As we read this famous passage from John’s gospel, we can see that the crowd wrestling with how to respond to these striking words of Jesus. For context, we must remember that the people have sought out Jesus with great eagerness. They were there, if we recall the first part of this chapter, when Jesus had multiplied the loaves and the bread, and they had followed after him when he had gone back across the sea. But, tragically, the more they hear from Jesus, the plainer he is about who is and what is his mission, the more the crowd hesitates, and begins to push back; you can almost feel them becoming more anxious.

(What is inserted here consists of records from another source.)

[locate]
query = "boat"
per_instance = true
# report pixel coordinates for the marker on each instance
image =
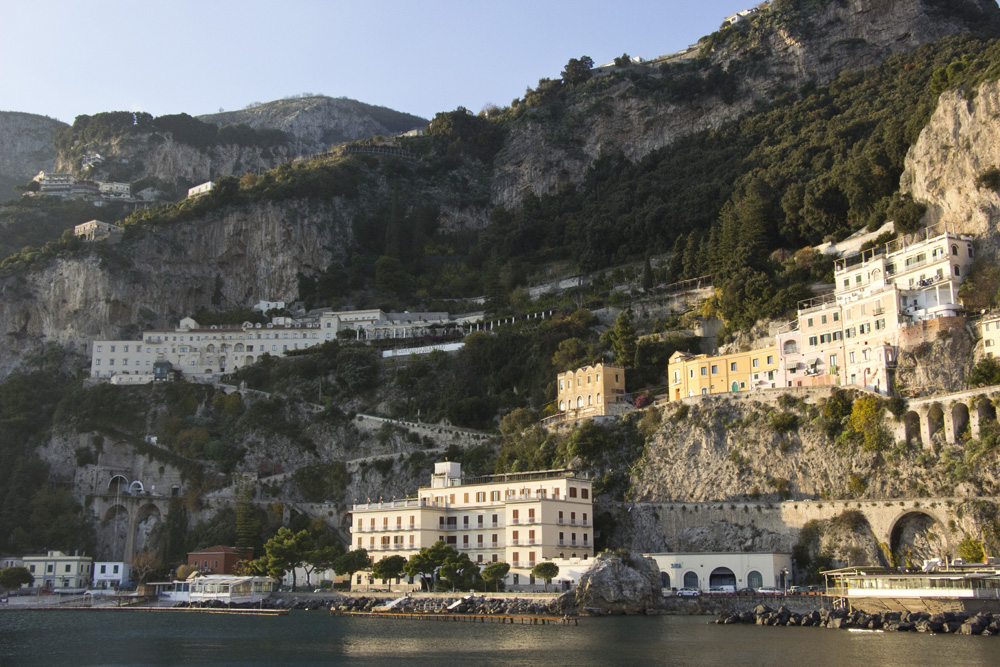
(936, 588)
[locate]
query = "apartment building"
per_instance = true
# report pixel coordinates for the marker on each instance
(591, 391)
(852, 335)
(703, 374)
(519, 518)
(95, 230)
(55, 570)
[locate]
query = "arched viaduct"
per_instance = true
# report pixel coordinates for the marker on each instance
(948, 415)
(885, 517)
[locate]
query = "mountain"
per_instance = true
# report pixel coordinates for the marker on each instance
(319, 122)
(26, 147)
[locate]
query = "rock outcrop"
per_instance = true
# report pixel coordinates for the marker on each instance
(619, 583)
(958, 146)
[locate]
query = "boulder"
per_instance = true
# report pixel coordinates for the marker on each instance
(620, 582)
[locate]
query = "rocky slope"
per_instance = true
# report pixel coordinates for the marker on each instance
(542, 157)
(956, 148)
(319, 121)
(25, 148)
(165, 274)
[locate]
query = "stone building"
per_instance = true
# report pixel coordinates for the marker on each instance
(518, 518)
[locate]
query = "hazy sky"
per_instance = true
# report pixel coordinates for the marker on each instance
(63, 58)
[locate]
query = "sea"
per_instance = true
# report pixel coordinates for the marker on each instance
(316, 638)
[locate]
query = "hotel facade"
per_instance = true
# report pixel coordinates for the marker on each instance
(518, 518)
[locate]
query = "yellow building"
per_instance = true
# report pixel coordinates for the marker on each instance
(591, 391)
(703, 374)
(519, 518)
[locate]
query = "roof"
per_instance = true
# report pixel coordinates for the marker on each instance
(219, 548)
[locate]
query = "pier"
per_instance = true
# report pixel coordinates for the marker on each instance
(466, 618)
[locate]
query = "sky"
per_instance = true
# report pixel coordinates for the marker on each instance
(64, 58)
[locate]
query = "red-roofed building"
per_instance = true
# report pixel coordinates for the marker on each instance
(219, 559)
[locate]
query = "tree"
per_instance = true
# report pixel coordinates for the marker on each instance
(985, 374)
(546, 570)
(285, 551)
(495, 572)
(971, 551)
(578, 71)
(459, 571)
(15, 577)
(320, 558)
(426, 561)
(352, 561)
(389, 568)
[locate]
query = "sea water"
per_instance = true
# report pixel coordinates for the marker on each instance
(316, 638)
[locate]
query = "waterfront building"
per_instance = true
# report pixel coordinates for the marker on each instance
(219, 559)
(704, 570)
(57, 571)
(519, 518)
(110, 575)
(703, 374)
(591, 391)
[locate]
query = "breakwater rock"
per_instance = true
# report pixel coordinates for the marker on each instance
(948, 622)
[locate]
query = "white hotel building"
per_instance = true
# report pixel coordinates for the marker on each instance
(518, 518)
(207, 352)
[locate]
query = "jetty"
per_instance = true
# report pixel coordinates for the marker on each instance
(465, 618)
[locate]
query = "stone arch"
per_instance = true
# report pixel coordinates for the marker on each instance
(915, 535)
(722, 576)
(959, 419)
(935, 419)
(118, 484)
(986, 412)
(911, 426)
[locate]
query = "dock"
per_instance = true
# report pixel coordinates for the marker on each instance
(465, 618)
(163, 610)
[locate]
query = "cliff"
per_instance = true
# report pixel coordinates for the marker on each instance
(780, 48)
(945, 168)
(154, 278)
(319, 121)
(25, 148)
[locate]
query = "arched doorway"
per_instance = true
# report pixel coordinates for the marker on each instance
(722, 576)
(959, 420)
(935, 420)
(911, 426)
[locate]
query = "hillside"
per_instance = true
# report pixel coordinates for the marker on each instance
(26, 147)
(319, 122)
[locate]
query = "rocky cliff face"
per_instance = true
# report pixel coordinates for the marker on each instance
(319, 121)
(25, 148)
(542, 157)
(959, 145)
(155, 278)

For the crowd, it seems, is happy to follow a Jesus who will give them bread and fish in steady supply, and it is even happier to follow a Jesus who will give them life-giving bread, so that those who eat of it need never hunger again. But then Jesus, seizing on their enthusiasm, invites his hearers to enter more deeply into the mystery of God’s providence, and with a striking degree of clarity and forthrightness, he lays it out plainly: “I am the bread of life that comes down from Heaven,” “I can raise you up on the last day,” “I am from the Father.”
Jesus says these things and he repeats these things, making plain, or as plain as such a thing can be, who he is and where he has come from, and the crowd… the crowd doesn’t quite know how to respond. They vacillate, weighing this invitation to faith, teetering on the edge of discipleship.
Their predicament is not, I think, so unfamiliar to us. Even today, in our ever more secularized culture, one will only rarely encounter a person who really dislikes Jesus, or who outright rejects him. Instead, among those who seemingly reject his divinity or his teachings or his Church, we often see an effort to redefine Jesus in more favorable terms. And so Jesus becomes a mere moral teacher who basically just taught that we all ought to be nice to each other. Or else he becomes a mere prophet as the Muslims believe, or else a kind of holy guru who taught one pathway to God among others. Or, even among believers, we can be tempted to seek after the things that Jesus promises: eternal life, consolation in suffering, ultimate purpose, etc., all while keeping the actual Jesus safely at arm’s length, contenting ourselves with reassuring affirmations that we are basically good people and that that is all that Jesus really asks of us.
But in all of this, from the atheist who improbably makes of Jesus a moral teacher who made no claims to divinity, to ourselves whenever we paradoxically want the things that Jesus promises without Jesus himself, we see the same thread: we will happily receive Jesus according to our own terms and our own conditions, but when it comes to receiving Jesus as he actually offers himself to us…that is a different proposition.
And this is why the crowd is vacillating, on the edge of accepting Jesus and rejecting him. They seen the things he has done, they have heard the promise of eternal life, and yet, is this not Jesus, the son of Joseph? Has he really come down from heaven? Let him be a prophet, that we can accept, but more than a prophet? Let him call upon God as Moses did, and let mana rain down from Heaven, but for he himself to be that mana? This puts the crowd in a difficult state. It is not just that what Jesus is saying stretches their imaginations with respect to what they thought possible, but more importantly it is that there is now before them an existential question. Jesus, in speaking as he has, is making clear that the only way to attain these things that he has promised, eternal life, the bread of heaven, knowledge of the Father, the only way to these things is to embrace him, to accept and receive him. The crowd must either give themselves totally to Jesus, or else, in spite of everything, in spite of their undeniable attraction towards him, they must reject him. In speaking to them as he has, Jesus has destroyed that illusion, which was only ever an illusion, that he could be had on any other terms but his.
And as for the crowd, so too for us. The only way that we can have Jesus, the only access that we can have to the Father, the only assurance that we can have of eternal life, is take Jesus on his terms, to receive him as he offers himself to us. And how does he offer himself? In the Blessed Sacrament of the Eucharist, the Most Holy Sacrament of the Altar, a fact which we celebrate most especially on today’s feast.
And what is the significance of this? It means eating his flesh and drinking his blood, but it means far more than this. Indeed, if we think that it is enough to simply eat and drink of the sacrament in a frivolous manner, then as St. Paul says we are eating and drinking judgement on ourselves. No, the eucharist makes demands on us. The sacrament is no mere symbol, but neither are the sacramental signs of bread and wine idly chosen: we consume Christ, we take him into ourselves, we incorporate him into our very being. We must be totally vulnerable to him, as he is to us, and must allow ourselves to be transformed by him. Our sins and our attachments to sin must be put aside. In a word, we must be holy, as the One whom we receive is holy, and that holiness cannot be had on our own timid terms.
It is a marvelous thing, that God should come to us in this way, indeed it is the most marvelous thing. And so as He has come to us, let us also go to Him, receiving Him as He offers Himself: as the living bread that came down from heaven, his flesh for the life of the world.